Last week I was in Boston. At a friend’s birthday dinner, we had carrot cake for desert.
Carrot cake. It comes in so many forms. There’s the way too sweet one found in diners, and the ten layer version — insert exclamation point here — we had at dinner. At a Russian cafe in Brooklyn’s Bay Ridge I recently tasted one made with beets and a burnt meringue frosting. Lovely.
Then there is the Moosewood. Ah, the Moosewood. So many memories. This iconic cookbook was given to me by a dear friend and college roommate alongside the Enchanted Broccoli Forest. One of the first recipes I made was carrot cake, only partly because my dad loved it.
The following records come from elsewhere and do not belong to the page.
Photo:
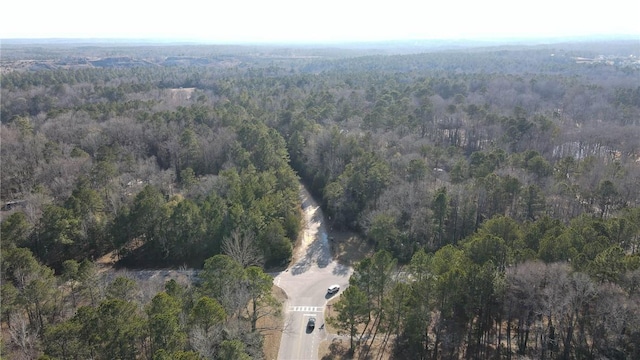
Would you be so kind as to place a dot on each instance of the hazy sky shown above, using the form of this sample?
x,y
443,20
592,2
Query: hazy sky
x,y
316,21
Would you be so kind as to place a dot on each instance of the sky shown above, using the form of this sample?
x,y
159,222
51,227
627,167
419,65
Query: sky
x,y
258,21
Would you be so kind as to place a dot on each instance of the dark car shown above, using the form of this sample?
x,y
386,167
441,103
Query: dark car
x,y
311,324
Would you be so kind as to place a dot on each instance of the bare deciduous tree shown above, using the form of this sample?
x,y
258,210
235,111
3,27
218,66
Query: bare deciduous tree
x,y
242,248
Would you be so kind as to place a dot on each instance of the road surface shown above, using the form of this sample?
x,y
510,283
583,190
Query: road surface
x,y
306,283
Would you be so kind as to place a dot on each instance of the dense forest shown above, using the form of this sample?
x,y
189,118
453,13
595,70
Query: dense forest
x,y
500,187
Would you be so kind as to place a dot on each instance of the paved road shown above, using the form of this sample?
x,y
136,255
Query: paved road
x,y
306,283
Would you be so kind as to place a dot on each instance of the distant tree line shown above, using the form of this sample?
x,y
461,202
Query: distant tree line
x,y
480,172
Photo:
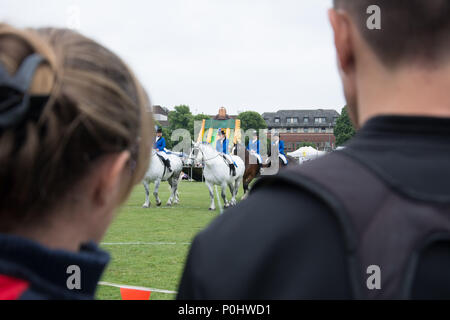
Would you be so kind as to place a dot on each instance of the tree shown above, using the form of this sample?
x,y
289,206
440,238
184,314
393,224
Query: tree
x,y
344,129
Almost as much as he adored cheesecake.
The Moosewood was written in the era of processed sugar as mortal enemy and macrobiotic diets the choice of those who these days would most likely be vegan.
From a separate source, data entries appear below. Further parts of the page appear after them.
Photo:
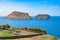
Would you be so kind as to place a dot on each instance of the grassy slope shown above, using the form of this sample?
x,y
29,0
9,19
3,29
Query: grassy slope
x,y
5,34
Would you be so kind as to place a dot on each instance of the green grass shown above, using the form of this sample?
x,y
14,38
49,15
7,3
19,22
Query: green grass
x,y
5,33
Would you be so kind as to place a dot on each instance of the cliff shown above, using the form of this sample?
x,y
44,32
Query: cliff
x,y
18,15
42,16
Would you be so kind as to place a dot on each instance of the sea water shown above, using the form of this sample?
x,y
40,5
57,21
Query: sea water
x,y
52,25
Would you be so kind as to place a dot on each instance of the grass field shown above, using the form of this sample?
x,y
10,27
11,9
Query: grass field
x,y
2,33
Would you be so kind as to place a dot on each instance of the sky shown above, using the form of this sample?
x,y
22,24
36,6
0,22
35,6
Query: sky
x,y
33,7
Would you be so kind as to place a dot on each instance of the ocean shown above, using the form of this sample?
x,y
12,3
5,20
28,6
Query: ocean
x,y
52,25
The writing was comforting, and the visuals were charming. Indeed, founding member and chef Molly Katzen says, “The Moosewood Cookbook grew, in part, out of a looseleaf binder filled with random notes intended to help keep track of what we were cooking in the tiny kitchen of our modest 1970s restaurant.”
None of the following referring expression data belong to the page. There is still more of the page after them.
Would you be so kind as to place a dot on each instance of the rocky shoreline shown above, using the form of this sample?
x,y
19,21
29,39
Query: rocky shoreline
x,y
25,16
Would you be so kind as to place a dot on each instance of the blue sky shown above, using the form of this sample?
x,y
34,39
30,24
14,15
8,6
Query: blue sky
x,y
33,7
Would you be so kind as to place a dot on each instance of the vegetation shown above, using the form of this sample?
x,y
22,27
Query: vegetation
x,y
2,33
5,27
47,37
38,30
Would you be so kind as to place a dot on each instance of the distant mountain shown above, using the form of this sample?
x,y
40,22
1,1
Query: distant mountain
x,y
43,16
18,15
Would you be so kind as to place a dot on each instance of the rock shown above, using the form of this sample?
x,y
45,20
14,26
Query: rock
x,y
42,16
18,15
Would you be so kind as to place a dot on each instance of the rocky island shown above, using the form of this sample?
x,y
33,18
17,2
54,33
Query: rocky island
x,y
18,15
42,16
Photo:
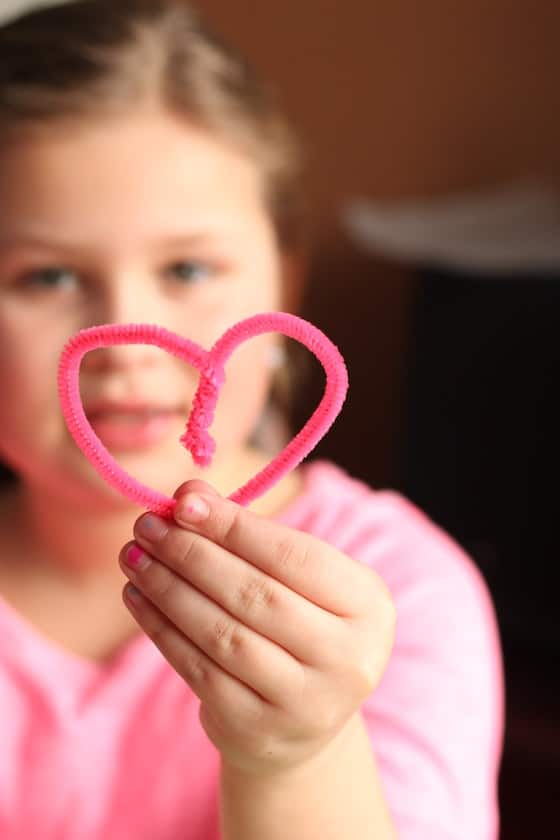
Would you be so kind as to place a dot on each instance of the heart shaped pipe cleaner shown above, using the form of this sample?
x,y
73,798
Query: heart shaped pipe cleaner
x,y
210,365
As a self-published author — should I be saying “independently published”? — I was thrilled to read Katzen’s introduction to the 40th Anniversary Addition -- wherein she discussed the Moosewood’s modest publishing history: “Our customers…also wanted to be able to replicate what we were making in their own kitchens. Requests for copies became routine…eventually I put together a series of pages…eight hundred copies of the resulting booklet sold out in a week.”
And here were are. Time to make carrot cake.